I’m very interested in feedback from customers. I want to be like the nervous system as it reports pain in the body. I’m always collecting data.

● I’m currently in the middle of a business trip that included Mobile World Congress, the telecoms trade show, in Barcelona.

After that, my view of the industry is that the mobile malware landscape is going to go from bad to worse.

● Half my life is spent in Moscow but the other half I’m travelling. Most of our sales by far are outside Russia.

In the office, I normally wear classic shirts and jeans but I have a suit for presidents and prime ministers – two years back [Russian] President Dmitry Medvedev visited.

For this business trip, I don’t even have one suit with me.

● When I’m in the office, I go around talking to people all the time – at their desk, over green tea in our canteen. I don’t drink coffee. If I want to meet someone, I don’t just call them, I go to see them. It means I leave the office two or three times a day.

At the end of a Moscow office day, I go the gym with my personal trainer, who is also part of our legal team – so I save time and money. What I like to say about the office is “keep it like a family”. Many people are friends and some go on vacation together.

● In January, we took our first private equity investment when General Atlantic, the US private equity firm, bought a stake in the company via secondary shares.

At the moment we think it’s beneficial for Kaspersky to stay private and focus on organic growth and research and development.
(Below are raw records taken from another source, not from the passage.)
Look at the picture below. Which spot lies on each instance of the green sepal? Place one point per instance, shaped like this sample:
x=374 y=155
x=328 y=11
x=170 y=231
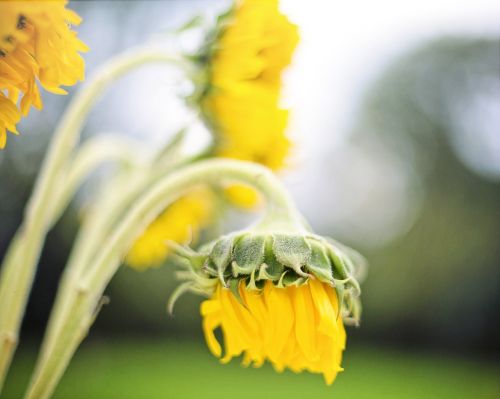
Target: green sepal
x=290 y=278
x=292 y=251
x=319 y=264
x=271 y=269
x=221 y=256
x=248 y=254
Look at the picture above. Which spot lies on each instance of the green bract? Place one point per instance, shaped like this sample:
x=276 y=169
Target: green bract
x=285 y=259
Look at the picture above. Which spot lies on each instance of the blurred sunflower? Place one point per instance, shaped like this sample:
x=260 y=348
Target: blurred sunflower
x=253 y=45
x=36 y=46
x=180 y=222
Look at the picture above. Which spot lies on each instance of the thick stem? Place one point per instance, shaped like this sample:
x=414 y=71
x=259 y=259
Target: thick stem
x=19 y=269
x=84 y=297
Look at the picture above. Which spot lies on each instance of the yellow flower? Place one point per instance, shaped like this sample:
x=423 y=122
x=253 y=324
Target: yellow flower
x=36 y=46
x=180 y=222
x=254 y=45
x=282 y=298
x=293 y=327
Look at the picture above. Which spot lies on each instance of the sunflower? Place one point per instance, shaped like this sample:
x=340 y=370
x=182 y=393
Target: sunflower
x=253 y=45
x=37 y=46
x=180 y=222
x=293 y=327
x=282 y=298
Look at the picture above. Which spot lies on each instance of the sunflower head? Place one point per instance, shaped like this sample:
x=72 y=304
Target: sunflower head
x=285 y=260
x=277 y=297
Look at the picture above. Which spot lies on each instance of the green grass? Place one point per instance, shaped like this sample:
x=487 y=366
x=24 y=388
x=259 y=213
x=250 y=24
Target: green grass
x=150 y=370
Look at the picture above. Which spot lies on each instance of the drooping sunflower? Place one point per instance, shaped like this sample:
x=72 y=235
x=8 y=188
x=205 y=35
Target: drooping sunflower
x=37 y=46
x=282 y=298
x=253 y=45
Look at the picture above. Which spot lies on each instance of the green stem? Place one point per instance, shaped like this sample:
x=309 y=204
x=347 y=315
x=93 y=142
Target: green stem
x=19 y=266
x=84 y=296
x=106 y=210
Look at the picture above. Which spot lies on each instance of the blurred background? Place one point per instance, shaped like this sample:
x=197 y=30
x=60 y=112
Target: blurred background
x=396 y=123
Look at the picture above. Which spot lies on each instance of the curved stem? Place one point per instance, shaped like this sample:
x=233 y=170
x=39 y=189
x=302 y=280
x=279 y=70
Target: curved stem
x=84 y=298
x=19 y=267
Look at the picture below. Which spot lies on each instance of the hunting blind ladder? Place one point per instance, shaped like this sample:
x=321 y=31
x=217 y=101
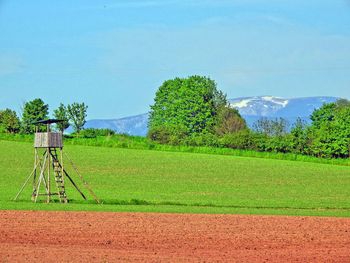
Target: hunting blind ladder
x=48 y=166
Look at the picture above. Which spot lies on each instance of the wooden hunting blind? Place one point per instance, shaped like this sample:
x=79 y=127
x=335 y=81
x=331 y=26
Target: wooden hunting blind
x=48 y=166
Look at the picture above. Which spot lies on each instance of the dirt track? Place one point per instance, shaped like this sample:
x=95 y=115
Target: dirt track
x=109 y=237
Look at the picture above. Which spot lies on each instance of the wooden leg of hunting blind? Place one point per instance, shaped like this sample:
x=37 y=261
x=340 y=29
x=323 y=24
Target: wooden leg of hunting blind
x=41 y=177
x=82 y=179
x=26 y=181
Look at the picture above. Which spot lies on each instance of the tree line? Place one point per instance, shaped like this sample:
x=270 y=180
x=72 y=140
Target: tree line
x=72 y=115
x=192 y=111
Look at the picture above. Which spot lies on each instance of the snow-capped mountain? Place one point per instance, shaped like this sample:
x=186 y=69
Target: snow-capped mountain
x=259 y=106
x=251 y=108
x=269 y=106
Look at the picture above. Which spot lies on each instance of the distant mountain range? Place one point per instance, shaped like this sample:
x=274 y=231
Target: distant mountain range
x=251 y=108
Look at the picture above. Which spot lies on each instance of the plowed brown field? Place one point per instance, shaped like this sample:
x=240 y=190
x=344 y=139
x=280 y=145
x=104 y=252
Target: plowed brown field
x=28 y=236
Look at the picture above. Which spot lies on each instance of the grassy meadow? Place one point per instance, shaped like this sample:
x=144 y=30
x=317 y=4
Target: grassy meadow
x=163 y=181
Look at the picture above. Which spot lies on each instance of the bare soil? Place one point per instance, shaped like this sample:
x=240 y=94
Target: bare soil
x=28 y=236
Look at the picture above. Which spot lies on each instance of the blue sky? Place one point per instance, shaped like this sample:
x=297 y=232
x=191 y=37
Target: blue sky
x=113 y=55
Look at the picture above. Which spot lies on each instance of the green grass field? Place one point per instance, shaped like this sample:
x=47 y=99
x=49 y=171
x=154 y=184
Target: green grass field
x=156 y=181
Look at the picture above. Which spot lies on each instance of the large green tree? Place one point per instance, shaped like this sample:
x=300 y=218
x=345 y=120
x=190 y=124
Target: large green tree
x=77 y=115
x=9 y=122
x=186 y=106
x=329 y=133
x=33 y=111
x=61 y=113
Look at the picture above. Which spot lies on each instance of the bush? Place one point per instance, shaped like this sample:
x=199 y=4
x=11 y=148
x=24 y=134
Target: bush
x=205 y=139
x=240 y=140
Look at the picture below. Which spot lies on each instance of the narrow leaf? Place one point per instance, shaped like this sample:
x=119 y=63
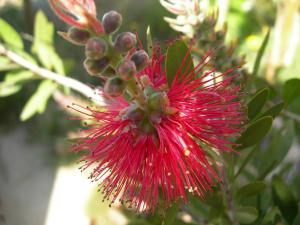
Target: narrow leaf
x=10 y=36
x=257 y=102
x=7 y=90
x=178 y=61
x=297 y=219
x=149 y=41
x=291 y=90
x=246 y=215
x=38 y=101
x=260 y=53
x=43 y=44
x=250 y=190
x=278 y=148
x=274 y=111
x=170 y=214
x=255 y=132
x=284 y=199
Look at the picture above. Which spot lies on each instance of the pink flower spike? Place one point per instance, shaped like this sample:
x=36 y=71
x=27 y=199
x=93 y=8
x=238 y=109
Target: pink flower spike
x=138 y=156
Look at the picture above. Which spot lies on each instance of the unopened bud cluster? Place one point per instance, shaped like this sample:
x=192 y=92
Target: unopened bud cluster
x=110 y=55
x=113 y=57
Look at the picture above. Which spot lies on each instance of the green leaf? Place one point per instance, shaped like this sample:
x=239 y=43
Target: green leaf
x=10 y=36
x=246 y=214
x=6 y=64
x=38 y=101
x=255 y=132
x=274 y=110
x=43 y=44
x=297 y=219
x=149 y=41
x=291 y=90
x=284 y=199
x=178 y=61
x=250 y=190
x=170 y=214
x=260 y=53
x=281 y=141
x=270 y=216
x=257 y=102
x=7 y=90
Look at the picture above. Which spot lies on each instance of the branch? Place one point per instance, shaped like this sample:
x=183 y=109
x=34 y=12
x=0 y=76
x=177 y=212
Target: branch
x=60 y=79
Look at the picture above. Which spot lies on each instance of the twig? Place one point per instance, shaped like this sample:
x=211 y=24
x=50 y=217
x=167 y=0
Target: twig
x=60 y=79
x=228 y=197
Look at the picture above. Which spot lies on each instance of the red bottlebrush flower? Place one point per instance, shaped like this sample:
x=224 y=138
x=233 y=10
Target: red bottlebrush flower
x=139 y=157
x=79 y=13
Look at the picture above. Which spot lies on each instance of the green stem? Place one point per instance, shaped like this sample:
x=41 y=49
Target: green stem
x=244 y=163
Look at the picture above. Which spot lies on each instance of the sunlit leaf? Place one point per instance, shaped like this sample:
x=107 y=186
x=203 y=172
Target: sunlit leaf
x=257 y=102
x=246 y=214
x=260 y=54
x=250 y=190
x=38 y=101
x=149 y=41
x=284 y=199
x=7 y=90
x=274 y=110
x=297 y=219
x=278 y=148
x=269 y=218
x=6 y=64
x=170 y=214
x=10 y=36
x=43 y=44
x=291 y=90
x=255 y=132
x=178 y=61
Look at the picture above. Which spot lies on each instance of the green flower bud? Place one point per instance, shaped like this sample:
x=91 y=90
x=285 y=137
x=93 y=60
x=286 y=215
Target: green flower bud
x=95 y=48
x=158 y=101
x=78 y=36
x=141 y=59
x=109 y=72
x=96 y=67
x=125 y=41
x=134 y=113
x=111 y=21
x=114 y=86
x=126 y=69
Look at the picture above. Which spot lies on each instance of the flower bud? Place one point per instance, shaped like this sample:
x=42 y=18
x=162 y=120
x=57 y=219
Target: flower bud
x=125 y=41
x=158 y=101
x=109 y=72
x=126 y=69
x=96 y=67
x=141 y=59
x=133 y=113
x=114 y=86
x=95 y=48
x=111 y=21
x=78 y=36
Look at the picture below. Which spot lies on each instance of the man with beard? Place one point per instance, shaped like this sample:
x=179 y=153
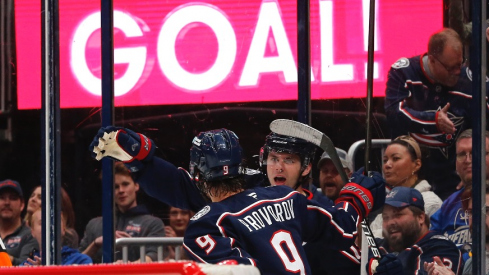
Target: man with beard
x=408 y=242
x=451 y=219
x=329 y=179
x=434 y=268
x=16 y=235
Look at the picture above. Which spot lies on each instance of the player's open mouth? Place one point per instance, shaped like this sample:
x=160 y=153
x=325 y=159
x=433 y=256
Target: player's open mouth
x=279 y=180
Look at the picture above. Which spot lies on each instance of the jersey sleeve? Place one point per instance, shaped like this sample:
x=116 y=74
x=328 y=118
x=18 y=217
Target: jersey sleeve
x=448 y=253
x=335 y=227
x=398 y=95
x=171 y=185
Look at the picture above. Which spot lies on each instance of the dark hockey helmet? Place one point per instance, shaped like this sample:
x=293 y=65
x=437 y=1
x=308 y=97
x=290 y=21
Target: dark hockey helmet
x=287 y=144
x=215 y=155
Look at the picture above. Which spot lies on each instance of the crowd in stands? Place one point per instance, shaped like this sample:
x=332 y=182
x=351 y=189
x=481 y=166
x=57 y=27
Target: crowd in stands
x=426 y=183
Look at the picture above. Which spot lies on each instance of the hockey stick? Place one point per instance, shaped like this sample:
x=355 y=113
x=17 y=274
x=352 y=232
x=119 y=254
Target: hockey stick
x=299 y=130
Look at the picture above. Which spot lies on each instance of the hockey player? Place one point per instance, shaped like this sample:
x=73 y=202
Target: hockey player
x=244 y=225
x=408 y=239
x=288 y=161
x=429 y=98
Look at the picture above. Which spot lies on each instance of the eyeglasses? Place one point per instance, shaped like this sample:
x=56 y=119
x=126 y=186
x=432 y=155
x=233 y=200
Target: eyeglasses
x=452 y=69
x=463 y=156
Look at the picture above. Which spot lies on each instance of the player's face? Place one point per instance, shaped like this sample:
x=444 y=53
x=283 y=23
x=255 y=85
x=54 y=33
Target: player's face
x=284 y=169
x=34 y=201
x=179 y=219
x=11 y=205
x=330 y=180
x=447 y=66
x=125 y=192
x=469 y=211
x=398 y=166
x=400 y=227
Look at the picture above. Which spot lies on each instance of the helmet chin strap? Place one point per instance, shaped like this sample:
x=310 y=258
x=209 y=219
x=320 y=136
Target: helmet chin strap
x=301 y=177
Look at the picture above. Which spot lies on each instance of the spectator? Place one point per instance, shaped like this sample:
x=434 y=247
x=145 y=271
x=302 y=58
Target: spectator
x=69 y=255
x=132 y=220
x=467 y=206
x=15 y=234
x=429 y=98
x=407 y=237
x=451 y=220
x=402 y=162
x=216 y=168
x=178 y=220
x=70 y=238
x=329 y=179
x=437 y=269
x=4 y=257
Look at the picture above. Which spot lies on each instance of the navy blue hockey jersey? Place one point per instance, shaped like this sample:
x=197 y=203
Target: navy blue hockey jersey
x=164 y=181
x=411 y=103
x=430 y=245
x=265 y=227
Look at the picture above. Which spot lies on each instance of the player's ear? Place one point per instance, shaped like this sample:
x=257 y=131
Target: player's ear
x=307 y=169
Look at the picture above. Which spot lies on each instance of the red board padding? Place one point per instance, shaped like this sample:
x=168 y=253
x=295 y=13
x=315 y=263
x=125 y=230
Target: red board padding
x=175 y=268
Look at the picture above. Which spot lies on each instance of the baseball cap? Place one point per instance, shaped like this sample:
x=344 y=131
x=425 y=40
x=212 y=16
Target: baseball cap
x=12 y=184
x=404 y=196
x=345 y=160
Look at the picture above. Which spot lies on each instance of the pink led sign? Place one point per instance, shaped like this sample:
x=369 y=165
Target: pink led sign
x=180 y=52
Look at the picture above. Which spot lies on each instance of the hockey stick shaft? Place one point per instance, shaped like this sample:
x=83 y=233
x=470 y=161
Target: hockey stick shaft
x=299 y=130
But eventually the company will go public.

In the meantime, John Bernstein, head of Europe at General Atlantic, is joining Kaspersky’s board to help us develop our strategic growth plan.

● I’m on a short trip of three weeks at the moment but sometimes I’m away for two months. I usually travel with my PR managers and other guys from Kaspersky. Sometimes, the team has a changeover during the trip as they can’t survive a whole one. I care about them, so I renew them.

● After Barcelona, I went to Madrid for a conference, then Lisbon to meet partners and media, and then to Paris. Next on the itinerary were Stockholm and Copenhagen, and Hanover for CeBit, the big IT trade show.

At the end of that, I am going skiing in Sölden, Austria, for three or four days and then go home to Moscow.

● Bahrain was going to be my next trip because Kaspersky is a sponsor of Formula One’s Ferrari team. I’m normally there for the first race but, of course, it has been cancelled.

● I try to have a holiday every summer. The last one was for 25 days. I go to wild places in the mountains where you can’t use the internet or mobile phones. But there is a satellite connection.

● In Moscow, I’m usually not an early bird, especially after a trip, because I need time to relax. On some trips I get only three to four hours of sleep a night. However, I don’t really get jet lag as I’m jumping time zones all the time.

When I’m on a flight, I have my Sony Vaio computer and my Bose headphones for noise cancelling. I like to download e-mails on the ground and then go through them and reply in the air.

I delete for ever the e-mails that I won’t need and archive e-mails I have replied to and may need again. My goal is to have no more than one Outlook page of incoming e-mails.

And then I just sleep. I can sleep for six, eight, nine hours on an aeroplane if it’s a 13-hour flight.

The flight to me is like a lullaby. I dream of sleep.